‘Nem Fla, nem Flu’: Kassab aposta em três nomes para candidatura moderada à Presidência em 2026
“Estamos correndo contra o tempo.” Essa é a avaliação de Gilberto Kassab (PSD) sobre o processo de definição do candidato da chamada centro-direita à Presidência da República.
De acordo com o político, três nomes despontam como postulantes à vaga neste momento: Eduardo Leite, governador do Rio Grande do Sul, Ratinho Júnior, do Paraná, e Ronaldo Caiado, de Goiás.
“Temos três pré-candidaturas e as três são muito boas.
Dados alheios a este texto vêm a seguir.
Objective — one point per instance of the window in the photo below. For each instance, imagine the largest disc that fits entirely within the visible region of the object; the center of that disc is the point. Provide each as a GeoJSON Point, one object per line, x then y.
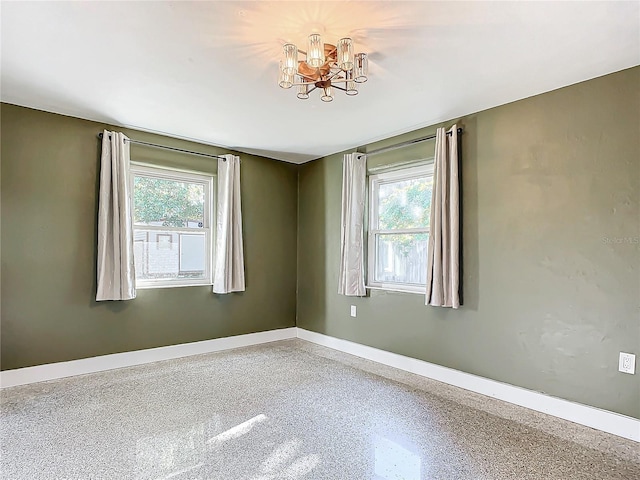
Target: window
{"type": "Point", "coordinates": [173, 240]}
{"type": "Point", "coordinates": [399, 213]}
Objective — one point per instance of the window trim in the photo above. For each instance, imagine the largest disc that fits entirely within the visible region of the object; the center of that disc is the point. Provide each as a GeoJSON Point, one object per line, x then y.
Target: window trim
{"type": "Point", "coordinates": [375, 181]}
{"type": "Point", "coordinates": [176, 174]}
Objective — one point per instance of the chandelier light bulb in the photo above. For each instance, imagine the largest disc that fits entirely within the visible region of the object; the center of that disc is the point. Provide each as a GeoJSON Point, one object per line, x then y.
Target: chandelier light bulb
{"type": "Point", "coordinates": [315, 52]}
{"type": "Point", "coordinates": [361, 68]}
{"type": "Point", "coordinates": [345, 54]}
{"type": "Point", "coordinates": [290, 62]}
{"type": "Point", "coordinates": [284, 79]}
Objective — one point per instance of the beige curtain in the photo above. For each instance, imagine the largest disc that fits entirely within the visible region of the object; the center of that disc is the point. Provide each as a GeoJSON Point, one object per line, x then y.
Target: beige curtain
{"type": "Point", "coordinates": [116, 271]}
{"type": "Point", "coordinates": [443, 268]}
{"type": "Point", "coordinates": [354, 176]}
{"type": "Point", "coordinates": [228, 273]}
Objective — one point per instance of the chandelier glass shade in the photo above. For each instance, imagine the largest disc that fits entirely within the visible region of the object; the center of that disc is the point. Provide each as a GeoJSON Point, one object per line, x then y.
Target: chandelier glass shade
{"type": "Point", "coordinates": [325, 68]}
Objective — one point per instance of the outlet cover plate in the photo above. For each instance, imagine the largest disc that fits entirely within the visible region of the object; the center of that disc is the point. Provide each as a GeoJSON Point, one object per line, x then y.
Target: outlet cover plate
{"type": "Point", "coordinates": [627, 363]}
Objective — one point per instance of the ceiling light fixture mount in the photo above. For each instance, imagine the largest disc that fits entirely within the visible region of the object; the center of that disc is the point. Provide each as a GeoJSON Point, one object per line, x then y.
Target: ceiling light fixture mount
{"type": "Point", "coordinates": [326, 67]}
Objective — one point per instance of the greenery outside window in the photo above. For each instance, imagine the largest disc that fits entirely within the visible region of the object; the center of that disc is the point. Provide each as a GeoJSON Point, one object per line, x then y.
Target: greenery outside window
{"type": "Point", "coordinates": [173, 239]}
{"type": "Point", "coordinates": [399, 215]}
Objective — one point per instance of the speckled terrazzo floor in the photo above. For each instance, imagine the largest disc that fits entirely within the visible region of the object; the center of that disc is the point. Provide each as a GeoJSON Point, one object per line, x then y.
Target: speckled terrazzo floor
{"type": "Point", "coordinates": [288, 410]}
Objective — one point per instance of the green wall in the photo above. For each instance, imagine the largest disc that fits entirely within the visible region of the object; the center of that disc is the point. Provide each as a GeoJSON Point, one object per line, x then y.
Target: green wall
{"type": "Point", "coordinates": [551, 226]}
{"type": "Point", "coordinates": [551, 232]}
{"type": "Point", "coordinates": [50, 166]}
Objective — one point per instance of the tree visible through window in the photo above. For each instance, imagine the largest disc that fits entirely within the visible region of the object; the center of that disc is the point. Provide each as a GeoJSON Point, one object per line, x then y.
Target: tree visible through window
{"type": "Point", "coordinates": [400, 206]}
{"type": "Point", "coordinates": [168, 202]}
{"type": "Point", "coordinates": [173, 243]}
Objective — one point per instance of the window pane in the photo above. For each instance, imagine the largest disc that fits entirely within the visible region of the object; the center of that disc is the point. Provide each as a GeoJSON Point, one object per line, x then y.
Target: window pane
{"type": "Point", "coordinates": [168, 255]}
{"type": "Point", "coordinates": [168, 203]}
{"type": "Point", "coordinates": [405, 203]}
{"type": "Point", "coordinates": [401, 258]}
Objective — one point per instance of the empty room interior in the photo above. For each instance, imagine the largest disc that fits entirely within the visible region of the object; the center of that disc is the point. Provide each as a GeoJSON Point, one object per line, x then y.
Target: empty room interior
{"type": "Point", "coordinates": [320, 240]}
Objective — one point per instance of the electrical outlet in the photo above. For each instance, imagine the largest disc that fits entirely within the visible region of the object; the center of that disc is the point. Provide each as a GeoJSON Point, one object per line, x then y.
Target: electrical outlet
{"type": "Point", "coordinates": [627, 363]}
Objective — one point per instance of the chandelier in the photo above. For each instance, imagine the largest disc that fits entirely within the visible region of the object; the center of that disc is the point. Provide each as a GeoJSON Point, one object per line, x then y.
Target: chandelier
{"type": "Point", "coordinates": [326, 68]}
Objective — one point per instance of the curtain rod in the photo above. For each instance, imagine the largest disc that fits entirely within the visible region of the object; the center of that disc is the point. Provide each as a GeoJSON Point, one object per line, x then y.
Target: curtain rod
{"type": "Point", "coordinates": [173, 149]}
{"type": "Point", "coordinates": [407, 143]}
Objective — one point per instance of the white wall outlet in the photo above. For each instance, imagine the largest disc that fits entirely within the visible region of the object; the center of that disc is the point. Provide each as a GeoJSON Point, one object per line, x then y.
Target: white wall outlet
{"type": "Point", "coordinates": [627, 363]}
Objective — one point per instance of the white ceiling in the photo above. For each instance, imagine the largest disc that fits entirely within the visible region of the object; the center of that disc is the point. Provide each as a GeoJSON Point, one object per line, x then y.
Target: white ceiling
{"type": "Point", "coordinates": [207, 71]}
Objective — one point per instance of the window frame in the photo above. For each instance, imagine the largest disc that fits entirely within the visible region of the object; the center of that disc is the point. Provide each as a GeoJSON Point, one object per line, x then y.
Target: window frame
{"type": "Point", "coordinates": [188, 176]}
{"type": "Point", "coordinates": [375, 180]}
Vai aquele que tiver mais chance de ganhar”, afirmou durante evento realizado na sede da B3, nesta sexta-feira (30), em São Paulo.
O ex-prefeito da capital paulista, que é considerado uma das principais lideranças políticas do país, destacou que não existe um critério fixo para a determinação do candidato.
A decisão, segundo ele, será anunciada até a segunda quinzena de abril e levará em conta a harmonia interna do grupo e a viabilidade eleitoral. “A largada foi dada agora, todos estão no patamar zero”.
Nem ‘Fla’ nem ‘Flu’
Kassab disse ainda que a direita, de maneira geral, está unificada em torno de Flávio Bolsonaro, pré-candidato à Presidência pelo PL, que deve contar com o apoio do governador de São Paulo, Tarcísio de Freitas (Republicanos). Nesse cenário, a aposta é em uma campanha contra a polarização.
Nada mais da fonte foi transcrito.